1711P Spatial transcriptomics reveals substantial heterogeneity in TNBC tumor and stroma compartments with potential clinical implications

Abstract

Triple negative breast cancer (TNBC) is a heterogeneous disease characterized by at least five molecular subtypes, namely basal like (BL), immunomodulatory (IM), luminal AR (LAR), mesenchymal (M) and mesenchymal stem like (MSL), associated with distinct gene expression, genomic and tumor microenvironment (TME) profiles. Recent technological advances allow to investigate intratumor geographic heterogeneity ignored by bulk tumor analyses. Here, we deployed spatial transcriptomics (ST) to interrogate tumor and stroma compartments heterogeneity and assess its association with clinical outcome. Spatial transcriptomics was performed on a series of 94 case-control TNBC samples matched for known clinic-pathological parameters. Detailed morphological annotations spanning 11 histomorphological categories were performed by a breast dedicated pathologist assisted by the automated QuPath digital pathology software.

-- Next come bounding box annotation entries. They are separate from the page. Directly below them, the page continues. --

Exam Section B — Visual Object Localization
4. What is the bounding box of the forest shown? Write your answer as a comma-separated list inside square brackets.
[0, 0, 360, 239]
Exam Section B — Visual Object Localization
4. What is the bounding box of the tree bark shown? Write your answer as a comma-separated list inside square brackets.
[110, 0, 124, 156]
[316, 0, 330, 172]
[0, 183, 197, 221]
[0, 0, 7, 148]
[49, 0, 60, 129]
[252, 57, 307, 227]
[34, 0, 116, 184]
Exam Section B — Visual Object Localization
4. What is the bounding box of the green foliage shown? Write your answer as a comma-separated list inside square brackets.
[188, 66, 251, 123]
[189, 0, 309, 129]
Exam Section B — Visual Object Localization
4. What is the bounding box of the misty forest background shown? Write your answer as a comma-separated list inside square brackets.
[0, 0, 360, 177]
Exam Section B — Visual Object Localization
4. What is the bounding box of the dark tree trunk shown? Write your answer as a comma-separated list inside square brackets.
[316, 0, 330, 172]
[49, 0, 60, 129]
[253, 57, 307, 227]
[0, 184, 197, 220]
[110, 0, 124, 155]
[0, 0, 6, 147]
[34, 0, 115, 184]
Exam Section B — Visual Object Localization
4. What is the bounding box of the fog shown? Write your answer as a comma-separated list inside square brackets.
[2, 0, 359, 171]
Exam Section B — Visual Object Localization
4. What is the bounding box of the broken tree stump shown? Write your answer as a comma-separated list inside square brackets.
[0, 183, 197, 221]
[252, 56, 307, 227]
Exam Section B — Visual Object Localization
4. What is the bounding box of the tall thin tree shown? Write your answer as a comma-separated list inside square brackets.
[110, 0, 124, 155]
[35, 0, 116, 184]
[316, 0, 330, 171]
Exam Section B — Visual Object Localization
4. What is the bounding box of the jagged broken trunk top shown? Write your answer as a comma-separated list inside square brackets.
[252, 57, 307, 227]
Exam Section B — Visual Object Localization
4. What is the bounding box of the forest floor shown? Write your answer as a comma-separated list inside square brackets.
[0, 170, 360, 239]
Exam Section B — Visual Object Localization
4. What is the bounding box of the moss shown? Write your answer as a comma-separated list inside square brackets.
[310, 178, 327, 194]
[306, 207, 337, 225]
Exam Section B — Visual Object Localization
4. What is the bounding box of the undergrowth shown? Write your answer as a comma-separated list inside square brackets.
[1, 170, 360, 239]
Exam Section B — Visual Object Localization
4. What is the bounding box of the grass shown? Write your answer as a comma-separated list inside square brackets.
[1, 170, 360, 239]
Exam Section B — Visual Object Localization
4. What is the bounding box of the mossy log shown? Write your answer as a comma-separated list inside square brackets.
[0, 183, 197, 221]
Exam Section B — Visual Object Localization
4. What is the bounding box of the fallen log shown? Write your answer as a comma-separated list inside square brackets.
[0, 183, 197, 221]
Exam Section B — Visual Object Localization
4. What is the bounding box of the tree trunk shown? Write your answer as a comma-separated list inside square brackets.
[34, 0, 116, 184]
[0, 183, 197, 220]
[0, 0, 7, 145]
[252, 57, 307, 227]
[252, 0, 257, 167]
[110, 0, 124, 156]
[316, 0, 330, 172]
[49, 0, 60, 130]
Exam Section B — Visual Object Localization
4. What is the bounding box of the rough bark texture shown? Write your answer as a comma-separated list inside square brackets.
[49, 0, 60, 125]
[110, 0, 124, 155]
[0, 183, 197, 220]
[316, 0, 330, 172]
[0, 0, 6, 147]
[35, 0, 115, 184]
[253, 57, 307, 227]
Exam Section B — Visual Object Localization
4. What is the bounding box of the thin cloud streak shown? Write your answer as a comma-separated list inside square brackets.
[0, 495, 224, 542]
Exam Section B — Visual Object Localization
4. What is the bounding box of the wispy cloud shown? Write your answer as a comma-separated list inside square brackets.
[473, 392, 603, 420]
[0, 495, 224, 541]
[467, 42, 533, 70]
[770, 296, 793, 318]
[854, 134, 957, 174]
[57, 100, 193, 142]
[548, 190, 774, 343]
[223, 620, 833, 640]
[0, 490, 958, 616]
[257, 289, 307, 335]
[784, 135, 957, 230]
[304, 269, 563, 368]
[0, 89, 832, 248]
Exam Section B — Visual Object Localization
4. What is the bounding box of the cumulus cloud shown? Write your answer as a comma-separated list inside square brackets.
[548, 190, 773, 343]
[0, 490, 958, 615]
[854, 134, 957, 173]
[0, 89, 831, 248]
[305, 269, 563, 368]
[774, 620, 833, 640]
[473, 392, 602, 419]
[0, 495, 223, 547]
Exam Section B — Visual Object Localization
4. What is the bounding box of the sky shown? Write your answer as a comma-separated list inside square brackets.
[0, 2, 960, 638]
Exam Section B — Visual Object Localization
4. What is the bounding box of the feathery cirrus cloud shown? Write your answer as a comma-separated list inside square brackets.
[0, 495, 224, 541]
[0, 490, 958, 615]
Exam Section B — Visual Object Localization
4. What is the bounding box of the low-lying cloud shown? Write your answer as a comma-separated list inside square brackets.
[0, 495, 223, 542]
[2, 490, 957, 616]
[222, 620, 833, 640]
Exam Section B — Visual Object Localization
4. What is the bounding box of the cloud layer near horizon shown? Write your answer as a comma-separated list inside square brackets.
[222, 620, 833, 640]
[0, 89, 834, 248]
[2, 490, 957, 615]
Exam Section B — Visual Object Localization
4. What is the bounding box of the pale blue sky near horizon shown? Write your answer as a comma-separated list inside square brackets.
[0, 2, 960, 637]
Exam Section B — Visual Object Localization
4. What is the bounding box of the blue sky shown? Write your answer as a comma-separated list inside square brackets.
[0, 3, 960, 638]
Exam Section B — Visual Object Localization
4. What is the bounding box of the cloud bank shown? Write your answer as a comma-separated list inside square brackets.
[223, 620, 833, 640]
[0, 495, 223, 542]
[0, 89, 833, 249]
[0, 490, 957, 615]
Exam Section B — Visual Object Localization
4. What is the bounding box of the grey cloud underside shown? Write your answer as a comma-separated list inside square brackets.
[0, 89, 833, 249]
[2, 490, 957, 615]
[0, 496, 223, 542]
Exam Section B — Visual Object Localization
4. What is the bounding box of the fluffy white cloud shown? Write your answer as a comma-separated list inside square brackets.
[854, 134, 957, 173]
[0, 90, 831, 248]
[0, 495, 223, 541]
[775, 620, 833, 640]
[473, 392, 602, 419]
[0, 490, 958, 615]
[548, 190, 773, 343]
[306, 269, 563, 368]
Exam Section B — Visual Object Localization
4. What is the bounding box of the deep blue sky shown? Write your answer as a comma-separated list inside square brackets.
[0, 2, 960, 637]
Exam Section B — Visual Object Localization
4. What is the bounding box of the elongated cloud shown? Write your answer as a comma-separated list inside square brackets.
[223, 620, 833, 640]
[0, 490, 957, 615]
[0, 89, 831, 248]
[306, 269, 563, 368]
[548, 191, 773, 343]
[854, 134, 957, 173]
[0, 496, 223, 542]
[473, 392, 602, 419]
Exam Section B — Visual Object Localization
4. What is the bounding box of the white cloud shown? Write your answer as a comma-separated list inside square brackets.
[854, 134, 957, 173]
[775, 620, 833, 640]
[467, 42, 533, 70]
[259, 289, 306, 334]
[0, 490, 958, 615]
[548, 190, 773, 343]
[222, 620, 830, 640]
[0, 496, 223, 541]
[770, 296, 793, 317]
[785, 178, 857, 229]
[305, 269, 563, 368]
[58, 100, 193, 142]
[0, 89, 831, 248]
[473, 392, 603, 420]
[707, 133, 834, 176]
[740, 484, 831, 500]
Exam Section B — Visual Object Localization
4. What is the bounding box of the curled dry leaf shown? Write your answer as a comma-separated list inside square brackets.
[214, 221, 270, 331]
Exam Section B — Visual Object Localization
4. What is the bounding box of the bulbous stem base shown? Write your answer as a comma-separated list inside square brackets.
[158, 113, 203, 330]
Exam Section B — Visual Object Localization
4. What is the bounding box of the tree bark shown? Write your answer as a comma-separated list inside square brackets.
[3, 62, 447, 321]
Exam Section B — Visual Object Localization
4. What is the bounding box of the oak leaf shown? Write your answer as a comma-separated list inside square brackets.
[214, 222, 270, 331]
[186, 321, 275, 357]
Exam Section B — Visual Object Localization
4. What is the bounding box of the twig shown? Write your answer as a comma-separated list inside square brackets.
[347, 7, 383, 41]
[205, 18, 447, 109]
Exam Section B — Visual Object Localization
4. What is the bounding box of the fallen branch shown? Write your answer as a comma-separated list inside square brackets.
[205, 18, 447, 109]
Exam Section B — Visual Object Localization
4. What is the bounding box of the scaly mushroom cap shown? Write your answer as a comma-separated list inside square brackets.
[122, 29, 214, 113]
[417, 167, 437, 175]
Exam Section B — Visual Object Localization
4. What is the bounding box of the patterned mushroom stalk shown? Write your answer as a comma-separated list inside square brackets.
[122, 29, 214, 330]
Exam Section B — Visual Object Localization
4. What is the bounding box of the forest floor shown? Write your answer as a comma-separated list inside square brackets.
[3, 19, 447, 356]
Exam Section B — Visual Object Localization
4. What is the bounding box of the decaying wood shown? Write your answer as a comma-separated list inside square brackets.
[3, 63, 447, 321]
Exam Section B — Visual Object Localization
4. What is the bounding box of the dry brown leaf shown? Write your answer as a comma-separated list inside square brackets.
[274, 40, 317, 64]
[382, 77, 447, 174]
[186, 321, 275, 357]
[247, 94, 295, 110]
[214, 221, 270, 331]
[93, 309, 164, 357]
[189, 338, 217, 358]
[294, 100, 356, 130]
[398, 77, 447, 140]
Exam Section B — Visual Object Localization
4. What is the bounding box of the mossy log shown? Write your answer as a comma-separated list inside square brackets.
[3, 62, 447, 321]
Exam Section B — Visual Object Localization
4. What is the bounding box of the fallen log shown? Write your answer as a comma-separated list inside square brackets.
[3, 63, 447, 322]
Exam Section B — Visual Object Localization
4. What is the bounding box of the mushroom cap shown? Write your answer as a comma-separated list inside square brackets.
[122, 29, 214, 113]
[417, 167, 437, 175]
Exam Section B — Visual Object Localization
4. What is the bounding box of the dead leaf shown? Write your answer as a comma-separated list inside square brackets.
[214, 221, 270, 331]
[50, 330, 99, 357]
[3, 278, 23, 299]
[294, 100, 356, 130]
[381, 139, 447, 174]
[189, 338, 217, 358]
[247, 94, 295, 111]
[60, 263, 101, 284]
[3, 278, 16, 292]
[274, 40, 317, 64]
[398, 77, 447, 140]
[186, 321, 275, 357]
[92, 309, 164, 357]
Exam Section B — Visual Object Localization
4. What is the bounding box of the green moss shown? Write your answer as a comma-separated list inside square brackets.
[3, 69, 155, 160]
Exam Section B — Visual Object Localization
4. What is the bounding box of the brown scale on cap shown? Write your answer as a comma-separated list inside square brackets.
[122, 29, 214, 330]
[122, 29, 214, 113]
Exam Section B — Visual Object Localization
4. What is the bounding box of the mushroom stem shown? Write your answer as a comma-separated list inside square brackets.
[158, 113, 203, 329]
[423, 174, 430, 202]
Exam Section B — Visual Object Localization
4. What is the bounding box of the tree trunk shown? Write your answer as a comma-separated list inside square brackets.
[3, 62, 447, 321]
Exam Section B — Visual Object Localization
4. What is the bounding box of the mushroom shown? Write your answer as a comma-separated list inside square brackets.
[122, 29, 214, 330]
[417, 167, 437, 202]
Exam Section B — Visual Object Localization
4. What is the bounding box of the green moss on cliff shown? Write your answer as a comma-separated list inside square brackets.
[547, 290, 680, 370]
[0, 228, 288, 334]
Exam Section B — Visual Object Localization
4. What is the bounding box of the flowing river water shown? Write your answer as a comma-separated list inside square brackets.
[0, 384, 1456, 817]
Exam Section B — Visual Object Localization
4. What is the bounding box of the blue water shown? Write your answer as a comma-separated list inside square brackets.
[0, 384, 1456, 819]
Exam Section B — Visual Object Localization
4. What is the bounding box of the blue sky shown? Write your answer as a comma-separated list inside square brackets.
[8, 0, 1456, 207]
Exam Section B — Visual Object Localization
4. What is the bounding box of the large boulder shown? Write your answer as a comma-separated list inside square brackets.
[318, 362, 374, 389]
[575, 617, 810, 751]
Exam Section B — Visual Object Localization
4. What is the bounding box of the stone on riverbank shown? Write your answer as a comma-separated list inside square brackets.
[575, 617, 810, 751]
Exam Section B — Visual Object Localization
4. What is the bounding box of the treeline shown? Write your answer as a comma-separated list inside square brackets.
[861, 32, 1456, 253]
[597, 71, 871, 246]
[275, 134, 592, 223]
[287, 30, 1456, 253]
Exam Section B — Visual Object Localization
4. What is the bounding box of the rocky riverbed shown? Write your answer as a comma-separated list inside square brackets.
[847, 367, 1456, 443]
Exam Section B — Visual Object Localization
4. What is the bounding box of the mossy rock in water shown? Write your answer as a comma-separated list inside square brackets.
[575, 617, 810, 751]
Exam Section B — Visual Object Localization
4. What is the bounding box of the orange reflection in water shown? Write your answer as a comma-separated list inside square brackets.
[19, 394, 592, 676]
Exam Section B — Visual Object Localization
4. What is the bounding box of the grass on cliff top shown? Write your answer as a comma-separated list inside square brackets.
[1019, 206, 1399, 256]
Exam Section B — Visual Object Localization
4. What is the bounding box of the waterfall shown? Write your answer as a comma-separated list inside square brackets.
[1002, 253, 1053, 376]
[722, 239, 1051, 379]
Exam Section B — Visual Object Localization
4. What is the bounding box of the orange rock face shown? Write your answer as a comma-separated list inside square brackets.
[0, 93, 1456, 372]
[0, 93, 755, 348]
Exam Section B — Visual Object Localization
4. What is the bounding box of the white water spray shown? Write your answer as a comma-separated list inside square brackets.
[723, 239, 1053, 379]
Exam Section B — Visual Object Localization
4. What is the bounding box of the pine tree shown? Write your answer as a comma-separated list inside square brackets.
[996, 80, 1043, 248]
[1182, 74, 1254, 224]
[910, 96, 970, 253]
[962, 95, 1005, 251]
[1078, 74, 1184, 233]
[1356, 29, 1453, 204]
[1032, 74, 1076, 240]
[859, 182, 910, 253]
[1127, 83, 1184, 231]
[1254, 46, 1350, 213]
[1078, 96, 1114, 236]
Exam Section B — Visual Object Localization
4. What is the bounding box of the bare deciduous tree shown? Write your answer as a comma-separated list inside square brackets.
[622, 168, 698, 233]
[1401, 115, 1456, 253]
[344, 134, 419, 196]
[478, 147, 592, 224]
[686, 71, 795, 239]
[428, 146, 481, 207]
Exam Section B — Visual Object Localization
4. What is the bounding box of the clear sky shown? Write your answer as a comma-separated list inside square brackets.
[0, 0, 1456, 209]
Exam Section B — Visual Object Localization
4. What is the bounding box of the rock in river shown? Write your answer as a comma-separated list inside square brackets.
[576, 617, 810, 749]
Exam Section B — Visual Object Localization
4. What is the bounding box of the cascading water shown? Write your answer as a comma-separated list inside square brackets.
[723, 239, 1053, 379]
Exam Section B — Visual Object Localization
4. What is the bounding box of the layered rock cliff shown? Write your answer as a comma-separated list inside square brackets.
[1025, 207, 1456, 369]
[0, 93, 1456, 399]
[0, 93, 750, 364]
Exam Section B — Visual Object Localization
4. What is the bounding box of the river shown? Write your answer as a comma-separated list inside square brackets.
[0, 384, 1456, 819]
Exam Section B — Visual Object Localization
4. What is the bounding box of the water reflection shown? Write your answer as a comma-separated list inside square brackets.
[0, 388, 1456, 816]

Bioinformatics analyses were performed using in house pipelines. Morphologically, LAR, M and MSL tumors were more diffused and surrounded by more stroma, as compared to BL and IM TNBCs displaying large tumor patches with higher immune infiltration. Indeed, overall, LAR and MSL tumors were more enriched in stroma, fat tissue and vessels. Spatial gene expression analysis identified 418 individual clusters, which were grouped to define 11 ecotypes (i.e. cluster combinations) associated with specific molecular and cellular features, including EMT, angiogenesis, DNA repair and immune profiles. In particular, we identified 2 ecotypes (6 and 8) within the IM subtype with distinct clinical outcomes, with the ecotype 6 associated with EMT and mesenchymal stroma having worse prognosis (p = 0,021). To our knowledge, this is the largest study demonstrating at an unprecedented level the substantial intra- and inter-patient heterogeneity characterizing TNBC, with regards to morphology, as well as molecular and cellular features. Our results hightlight the need to consider TNBC heterogeneity for future clinical development and patients’ care.